Rücktritt der russischen Regierung: Medwedew geht – damit Putin der gute Zar bleiben kann
Propaganda und Patriotismus allein halten Russlands Gesellschaft nicht mehr zusammen. Putin erkennt das – und sägt den zweiten Mann im Staate ab. Ein Kommentar.
Traditionell beginnt das politische Jahr in Russland mit einer Art Feldgottesdienst für die wirtschaftliche und bürokratische Elite des Landes. Sie versammelt sich in Moskau und Wladimir Putin spricht zur Lage der Nation. Danach geht es weiter wie bisher. Doch dieses Mal ist es anders, es folgt ein Paukenschlag: Unmittelbar nach Putins Rede tritt die russische Regierung zurück. Ministerpräsident Dmitri Medwedew muss seinen Sessel räumen.
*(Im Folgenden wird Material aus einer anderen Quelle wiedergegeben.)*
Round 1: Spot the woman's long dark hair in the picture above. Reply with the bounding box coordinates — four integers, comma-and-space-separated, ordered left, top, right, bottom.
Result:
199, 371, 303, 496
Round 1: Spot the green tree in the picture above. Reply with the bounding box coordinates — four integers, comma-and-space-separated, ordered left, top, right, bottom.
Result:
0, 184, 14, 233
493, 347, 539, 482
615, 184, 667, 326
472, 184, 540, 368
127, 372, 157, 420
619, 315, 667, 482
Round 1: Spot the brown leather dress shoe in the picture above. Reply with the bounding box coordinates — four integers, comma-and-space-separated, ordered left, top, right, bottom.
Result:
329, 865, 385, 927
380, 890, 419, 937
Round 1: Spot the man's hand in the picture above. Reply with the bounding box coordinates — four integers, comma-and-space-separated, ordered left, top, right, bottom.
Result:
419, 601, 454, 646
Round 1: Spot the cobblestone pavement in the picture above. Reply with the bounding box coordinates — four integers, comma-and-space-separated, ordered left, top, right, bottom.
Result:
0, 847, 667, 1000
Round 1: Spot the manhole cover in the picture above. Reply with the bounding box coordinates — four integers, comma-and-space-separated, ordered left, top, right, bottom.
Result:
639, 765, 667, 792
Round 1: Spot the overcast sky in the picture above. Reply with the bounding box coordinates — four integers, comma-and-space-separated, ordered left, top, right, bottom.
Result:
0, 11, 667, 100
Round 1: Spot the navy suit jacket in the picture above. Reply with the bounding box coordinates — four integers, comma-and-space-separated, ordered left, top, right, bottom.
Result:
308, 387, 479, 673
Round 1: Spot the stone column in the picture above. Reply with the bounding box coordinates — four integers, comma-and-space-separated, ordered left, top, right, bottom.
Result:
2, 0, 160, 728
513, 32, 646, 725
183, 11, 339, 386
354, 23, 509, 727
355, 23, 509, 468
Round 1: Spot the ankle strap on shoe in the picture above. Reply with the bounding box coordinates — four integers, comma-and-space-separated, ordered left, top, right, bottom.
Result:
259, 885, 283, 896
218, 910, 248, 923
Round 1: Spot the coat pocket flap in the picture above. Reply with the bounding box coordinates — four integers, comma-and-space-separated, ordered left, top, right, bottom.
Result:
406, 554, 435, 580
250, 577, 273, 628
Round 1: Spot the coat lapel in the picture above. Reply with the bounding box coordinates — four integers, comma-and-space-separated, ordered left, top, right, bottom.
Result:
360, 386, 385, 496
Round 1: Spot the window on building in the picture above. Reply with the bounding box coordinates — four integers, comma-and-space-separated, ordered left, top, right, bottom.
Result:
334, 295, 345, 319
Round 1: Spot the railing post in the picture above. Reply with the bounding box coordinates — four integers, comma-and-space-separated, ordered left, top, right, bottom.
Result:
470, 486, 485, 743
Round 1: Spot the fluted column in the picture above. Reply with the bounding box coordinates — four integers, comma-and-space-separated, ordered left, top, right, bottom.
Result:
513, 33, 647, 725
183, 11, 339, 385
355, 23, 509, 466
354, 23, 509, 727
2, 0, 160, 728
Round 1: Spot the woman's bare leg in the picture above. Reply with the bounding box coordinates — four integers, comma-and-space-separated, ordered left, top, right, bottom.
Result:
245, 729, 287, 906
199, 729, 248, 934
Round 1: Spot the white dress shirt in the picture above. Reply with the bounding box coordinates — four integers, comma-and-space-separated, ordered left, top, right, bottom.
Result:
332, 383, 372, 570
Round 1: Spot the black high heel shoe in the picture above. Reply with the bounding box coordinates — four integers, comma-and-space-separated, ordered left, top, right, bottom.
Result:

Putin und Medwedew – die beiden galten als ein Tandem seit der gemeinsamen Zeit in der St. Petersburger Stadtverwaltung. Jetzt geht der Mann, dem Putin so sehr vertraute, dass er mit ihm den Tausch des Präsidentenamtes vereinbarte.
Was in anderen Ländern eine politische Krise wäre, ist in Russland keine. Oder zumindest keine große, denn alles Wichtige entscheidet ohnehin Putin höchstselbst. Fragen muss man dennoch, warum er jetzt entschieden hat, seinen Getreuen zu opfern.
An Putin führt kein Weg vorbei
International hat der russische Präsident gerade eine gute Zeit. Putin ist gefragt wie kaum jemals zuvor. Syrien, Iran, Irak, Libyen, Venezuela, der Konflikt in der Ostukraine – wohin man auch schaut, überall macht er in den Konflikten dieser Welt seinen Einfluss geltend. Lösungen sind ohne ihn nicht möglich. Putin – nicht Trump – ist der Dealmaker der Stunde.
Doch zu Hause läuft es schon längere Zeit nicht rund. Die Führung im Kreml hat die junge Generation verloren, die geht auf die Straße und will mehr Mitsprache. Oder sie denkt ans Auswandern. Die Alten rebellieren, weil das Rentenalter heraufgesetzt werden soll.
Die gesellschaftliche Mitte ist verunsichert, ob sie ihren gerade errungenen Wohlstand in den heraufziehenden Zeiten wirtschaftlichen Abschwungs halten kann. Die Provinz begehrt auf, wenn Moskaus Müll gleich neben ihren Städten verklappt werden soll.
In weiten Teilen Sibiriens verbrennt der Wald und die einzige Reaktion der Gouverneure ist: Das war doch im Sommer immer so. Die Oligarchen und die Nomenklatura sind verunsichert, weil sie nicht wissen, was Putin nach dem Jahr 2024 macht, wenn seine Amtszeit endet.
Der Innendruck in Russland steigt
Die Liste mit Gründen für den Unmut und für Verunsicherungen ließe sich verlängern. Der Innendruck in Russland steigt. Militärische Erfolge in Krisenregionen, Propagandaschlachten gegen den Westen und patriotische Kampagnen genügen offensichtlich nicht mehr, um die Gesellschaft zusammenzuhalten.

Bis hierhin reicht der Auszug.